厳格な父が交通事故で死んで三週間ほどたって、母のもとへ父の元部下という女性が現れた。主人公柏原野々は母と一緒にその女性から話を聞いた。部長が死んだのは自分のせいです。部下である自分に言い寄ったのに、それを断ったことを部長は悩まれていたのではないか。その女性は語る。女性が去ったあと一笑にふす母娘。その夜、母は、父の蔵書の裏から使いかけの避妊具の箱を見つけたと連絡してきた。
その夜をきっかけに母は生きる張りを失ったかのように無気力になってしまった。
異常なまでに潔癖で厳格な父親に育てられた柏原兄妹は、潔癖で厳格な父に反発し、20歳で家を出てふらふらと生活する兄と、兄同様に20歳で家を出てふらふらとしている主人公、野々、二人に反するかのように父の言うことを聞き育ち、今も家で母と暮らす一番下の妹、花の三人兄妹。三人で父の一周忌の打ち合わせをするうちに、父の暗い血について、謎とされていた父の出生の地について調べるため、三人で佐渡が島へ向かうことに・・。
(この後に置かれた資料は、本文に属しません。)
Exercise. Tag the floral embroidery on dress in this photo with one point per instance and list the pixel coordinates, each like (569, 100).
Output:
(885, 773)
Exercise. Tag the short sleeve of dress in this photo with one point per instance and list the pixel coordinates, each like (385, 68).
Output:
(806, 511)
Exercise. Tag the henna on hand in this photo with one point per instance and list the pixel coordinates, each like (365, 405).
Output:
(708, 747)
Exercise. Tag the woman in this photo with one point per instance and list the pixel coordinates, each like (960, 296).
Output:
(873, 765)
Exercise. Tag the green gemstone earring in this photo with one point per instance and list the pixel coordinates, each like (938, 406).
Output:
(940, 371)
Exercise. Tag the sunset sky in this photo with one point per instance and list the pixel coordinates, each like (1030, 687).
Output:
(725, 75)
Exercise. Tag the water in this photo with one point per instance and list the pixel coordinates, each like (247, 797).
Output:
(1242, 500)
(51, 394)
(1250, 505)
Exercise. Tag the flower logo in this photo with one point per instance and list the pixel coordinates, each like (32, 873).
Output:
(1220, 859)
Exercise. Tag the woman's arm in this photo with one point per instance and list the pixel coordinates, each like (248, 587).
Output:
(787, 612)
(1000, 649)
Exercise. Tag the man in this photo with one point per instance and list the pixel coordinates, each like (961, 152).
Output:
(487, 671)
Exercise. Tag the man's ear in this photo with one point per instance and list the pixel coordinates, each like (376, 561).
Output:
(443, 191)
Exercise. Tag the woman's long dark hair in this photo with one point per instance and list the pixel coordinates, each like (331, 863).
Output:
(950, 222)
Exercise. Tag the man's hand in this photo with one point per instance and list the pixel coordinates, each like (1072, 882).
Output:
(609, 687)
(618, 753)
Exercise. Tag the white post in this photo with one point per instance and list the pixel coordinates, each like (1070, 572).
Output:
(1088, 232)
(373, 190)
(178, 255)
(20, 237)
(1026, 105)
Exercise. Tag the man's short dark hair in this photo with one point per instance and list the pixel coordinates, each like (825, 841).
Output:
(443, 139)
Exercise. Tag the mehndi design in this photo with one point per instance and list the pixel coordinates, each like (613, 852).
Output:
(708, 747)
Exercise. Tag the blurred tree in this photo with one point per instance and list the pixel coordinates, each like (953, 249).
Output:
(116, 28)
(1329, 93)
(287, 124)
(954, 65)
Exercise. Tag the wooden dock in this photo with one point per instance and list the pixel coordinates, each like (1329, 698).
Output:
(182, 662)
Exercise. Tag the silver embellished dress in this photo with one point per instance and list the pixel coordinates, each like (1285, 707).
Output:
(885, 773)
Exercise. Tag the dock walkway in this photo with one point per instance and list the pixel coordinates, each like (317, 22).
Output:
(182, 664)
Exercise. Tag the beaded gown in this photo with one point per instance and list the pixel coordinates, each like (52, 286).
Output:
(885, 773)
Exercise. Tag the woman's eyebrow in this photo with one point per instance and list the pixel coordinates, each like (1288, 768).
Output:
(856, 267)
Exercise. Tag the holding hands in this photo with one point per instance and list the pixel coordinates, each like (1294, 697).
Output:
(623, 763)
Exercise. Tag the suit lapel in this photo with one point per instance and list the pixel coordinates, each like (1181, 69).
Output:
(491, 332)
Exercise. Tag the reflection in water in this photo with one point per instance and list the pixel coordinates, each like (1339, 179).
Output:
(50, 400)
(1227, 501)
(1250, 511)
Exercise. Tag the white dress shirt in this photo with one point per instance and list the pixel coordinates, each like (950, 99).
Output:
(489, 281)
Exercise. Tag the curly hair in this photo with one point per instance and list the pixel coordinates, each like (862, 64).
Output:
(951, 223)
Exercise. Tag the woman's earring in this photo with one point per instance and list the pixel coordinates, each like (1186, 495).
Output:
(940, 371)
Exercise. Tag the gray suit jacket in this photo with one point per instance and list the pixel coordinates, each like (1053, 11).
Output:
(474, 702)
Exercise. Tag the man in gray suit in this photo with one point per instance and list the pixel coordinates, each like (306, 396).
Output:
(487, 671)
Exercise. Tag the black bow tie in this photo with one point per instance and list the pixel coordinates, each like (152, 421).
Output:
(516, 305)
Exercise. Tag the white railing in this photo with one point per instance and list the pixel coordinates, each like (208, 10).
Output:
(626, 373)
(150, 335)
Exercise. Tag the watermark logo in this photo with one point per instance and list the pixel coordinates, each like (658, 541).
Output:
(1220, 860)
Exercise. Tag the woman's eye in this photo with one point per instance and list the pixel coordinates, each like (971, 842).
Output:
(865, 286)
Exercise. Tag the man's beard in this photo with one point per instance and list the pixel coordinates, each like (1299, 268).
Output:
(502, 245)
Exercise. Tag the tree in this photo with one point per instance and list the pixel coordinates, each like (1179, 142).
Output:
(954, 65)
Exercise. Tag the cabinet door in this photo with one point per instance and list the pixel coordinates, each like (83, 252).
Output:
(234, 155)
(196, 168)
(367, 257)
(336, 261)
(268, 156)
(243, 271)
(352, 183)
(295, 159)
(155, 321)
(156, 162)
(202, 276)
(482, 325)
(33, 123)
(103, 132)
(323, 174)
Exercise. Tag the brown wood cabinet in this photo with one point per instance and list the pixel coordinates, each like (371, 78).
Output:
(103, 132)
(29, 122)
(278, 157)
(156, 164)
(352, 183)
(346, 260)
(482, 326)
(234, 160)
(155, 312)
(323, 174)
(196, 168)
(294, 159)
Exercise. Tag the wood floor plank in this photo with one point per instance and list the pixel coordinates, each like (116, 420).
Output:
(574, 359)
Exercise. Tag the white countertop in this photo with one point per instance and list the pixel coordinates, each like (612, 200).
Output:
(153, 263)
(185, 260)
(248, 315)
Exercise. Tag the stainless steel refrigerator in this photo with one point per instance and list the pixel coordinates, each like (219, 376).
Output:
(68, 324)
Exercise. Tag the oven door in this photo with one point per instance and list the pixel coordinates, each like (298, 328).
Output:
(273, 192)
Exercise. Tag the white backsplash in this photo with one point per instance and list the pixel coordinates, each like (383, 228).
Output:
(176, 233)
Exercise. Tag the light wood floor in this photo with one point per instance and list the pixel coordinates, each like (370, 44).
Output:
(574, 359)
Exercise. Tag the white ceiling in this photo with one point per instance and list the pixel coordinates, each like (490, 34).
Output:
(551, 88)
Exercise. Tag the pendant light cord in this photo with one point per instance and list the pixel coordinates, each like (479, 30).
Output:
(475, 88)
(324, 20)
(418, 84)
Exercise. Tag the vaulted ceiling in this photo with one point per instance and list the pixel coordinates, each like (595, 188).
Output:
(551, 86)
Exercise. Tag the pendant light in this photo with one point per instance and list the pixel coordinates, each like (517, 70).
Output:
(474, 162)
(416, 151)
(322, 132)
厳格、潔癖というより、偏執狂的な父親の子どもの育て方。それに反発した兄姉。末っ子はそんな兄姉の姿を見、反面教師のようにうまく育つ。とてもありがちな兄妹像。旅を通し、強大だった父親の姿が、等身大の一人の人間になったとき、兄妹たちは父親の影を乗り越え、成長していく。ところどころユーモアを交えた描写が、笑いを誘いながら物語を進める。

千人切りのヤスの伝説、その伝説に怯える父の姿このあたりはまだオブラートに包まれた表現でいいのだが、絶倫とか、ジェルとか、直接的な描写は本当にこの作品に必要だったのだろうか。そうした事実、そうした悩みを抱えた女性がいることは確かに現実。敢て、現実にたち向かい成長する姿を描いたと言えなくもないのだが、この作品、本当にたち向かって成長したとまで言えるのだろうか?最後の家族団らんは、なし崩し的な印象もある。ふらふらしていた生活から、しっかりした生活を目指すことを成長というようなパターンをこの作家が踏むことがちょっと信じられない。ええっ!である。

決してつまらない物語ではない。ユーモアもあるし、主人公の心の微妙な動きも共感できる。各エピソードも現実にありそうで、荒唐無稽でもない。しかし、それだけ。
いや、市井の人々の生活を描いただけの作品というなら確かにそうなのだけれど・・。

蛇足:佐渡に住む、三兄妹の従姉妹、愛が突然叫ぶ「相川に来たなら、明日は、イカイカ祭りに決まってるじゃない」が、突飛で唐突だけど、すごくいい。突然現れた親戚たちに自分の大事な行事を奪われたらたまらないという、思春期の少女の思い。いいよね、こういうの。愛の物語こそ、森絵都の作品って気がする。
ちなみにイカイカ祭りって、本当にあるんだね。行って、旨いイカ喰いてぇ!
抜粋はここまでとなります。